Ma non si può dimenticare che in Cisgiordania sono in vigore gli Accordi di Oslo e che per Hebron è in vigore un accordo specifico sottoscritto da Netanyahu stesso.
Di fatto con questi provvedimenti, apparentemente burocratici, Israele fa carta straccia di questi accordi internazionali garantiti in primis dagli USA.
Al primo ministro da sempre poco importa rispettare la parola data, orale o scritta che sia, se ha delle sue convenienze politiche da soddisfare. E in questo caso oltre a provocare il mondo che riconosce lo stato palestinese, ha la necessità di dare qualcosa in pasto alla sua base estremista nazionalista e messianica.
Non ha portato la “vittoria totale”, Hamas è ancora a Gaza, che non è stata smilitarizzata, 41 ostaggi che potevano essere liberati vivi sono tornati in una bara causa l’insensato attacco a Rafah, e al suo alleato fanatico Smotrich non ha potuto dare la possibilità di riportare qualche insediamento posticcio a Gaza e men che meno l’arruolamento degli ortodossi.
Gli è rimasta la Cisgiordania, dove per ora Trump interviene blandamente. E quello è il territorio dell’ANP, alla quale lui ha sempre preferito Hamas.
Si tratta di una scelta molto nefasta per Israele non solo sul piano internazionale, ma anche sul piano interno.
Più insediamenti, magari popolati da sparute famiglie, richiedono più protezione militare, più risorse economiche. L’esercito, però, è a corto di soldati visto che gli ortodossi non si arruolano e servirebbero piuttosto finanziamenti per ricostruire i villaggi distrutti il 7 Ottobre e magari rilanciare le aree del Nord rimaste tutt’ora spopolate e depresse dopo la guerra contro Hezbollah e l’Iran.
A tutto questo bisogna aggiungere i dati che diffonde Shaul Arieli, ricercatore sul conflitto israelo-palestinese e opinionista di Canale 13. Secondo Arieli nelle dichiarazioni e nelle decisioni di Smotrich non c’è sostanza.
I palestinesi continuano a rappresentare l’85% della popolazione della Cisgiordania, il saldo migratorio degli israeliani nell’ultimo anno è negativo: sono più quelli che se ne vanno che non quelli che arrivano. Diverse nuove colonie proclamate non sono altro che quartieri di insediamenti preesistenti. In più la maggior parte degli ebrei vive nei pressi della Linea Verde.

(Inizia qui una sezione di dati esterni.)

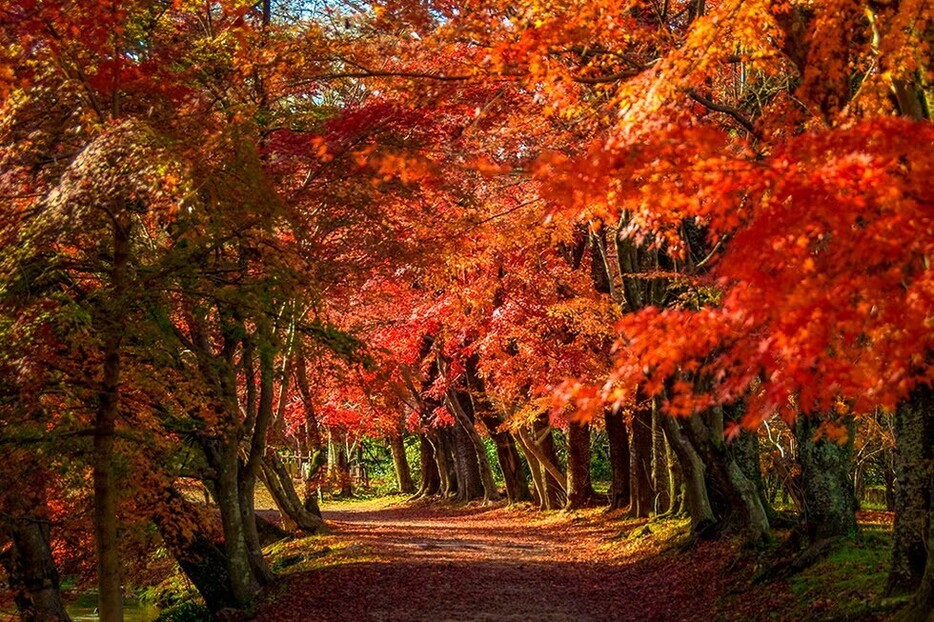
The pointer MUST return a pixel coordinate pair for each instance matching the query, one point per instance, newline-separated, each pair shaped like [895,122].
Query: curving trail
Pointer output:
[421,564]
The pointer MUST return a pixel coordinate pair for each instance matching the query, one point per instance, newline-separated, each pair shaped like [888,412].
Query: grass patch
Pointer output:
[849,582]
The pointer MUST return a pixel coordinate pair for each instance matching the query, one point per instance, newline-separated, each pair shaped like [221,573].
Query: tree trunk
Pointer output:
[339,462]
[829,502]
[640,486]
[466,466]
[31,571]
[914,438]
[554,480]
[246,495]
[110,592]
[734,498]
[444,457]
[243,583]
[279,483]
[430,477]
[401,465]
[517,487]
[618,437]
[580,489]
[536,469]
[922,604]
[461,405]
[661,478]
[694,478]
[195,550]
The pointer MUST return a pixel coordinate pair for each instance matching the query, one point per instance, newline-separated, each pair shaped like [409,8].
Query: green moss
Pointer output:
[850,581]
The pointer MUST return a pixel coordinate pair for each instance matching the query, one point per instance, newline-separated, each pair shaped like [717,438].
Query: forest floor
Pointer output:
[415,562]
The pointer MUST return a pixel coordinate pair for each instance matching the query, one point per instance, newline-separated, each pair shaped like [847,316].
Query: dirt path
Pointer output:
[418,564]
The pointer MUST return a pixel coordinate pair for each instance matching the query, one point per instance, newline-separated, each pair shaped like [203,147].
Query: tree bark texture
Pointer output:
[829,500]
[914,461]
[618,438]
[580,490]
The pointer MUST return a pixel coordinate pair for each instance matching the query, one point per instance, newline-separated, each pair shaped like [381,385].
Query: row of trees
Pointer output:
[229,224]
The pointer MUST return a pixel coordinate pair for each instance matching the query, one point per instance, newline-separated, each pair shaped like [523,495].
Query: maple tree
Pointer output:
[235,227]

Sono decenni che Peace Now e altri partiti di sinistra spiegano agli israeliani che i loro soldi vanno ad alimentare un progetto folle, ma come già successo purtroppo per Gaza sembra che nessuno ne voglia prendere atto.
Non sarà questo il tema delle prossime elezioni, ma un governo meno fanatico e ideologico potrà forse ripensare a questa politica fallimentare e distruttiva per lo Stato ebraico e il suo futuro.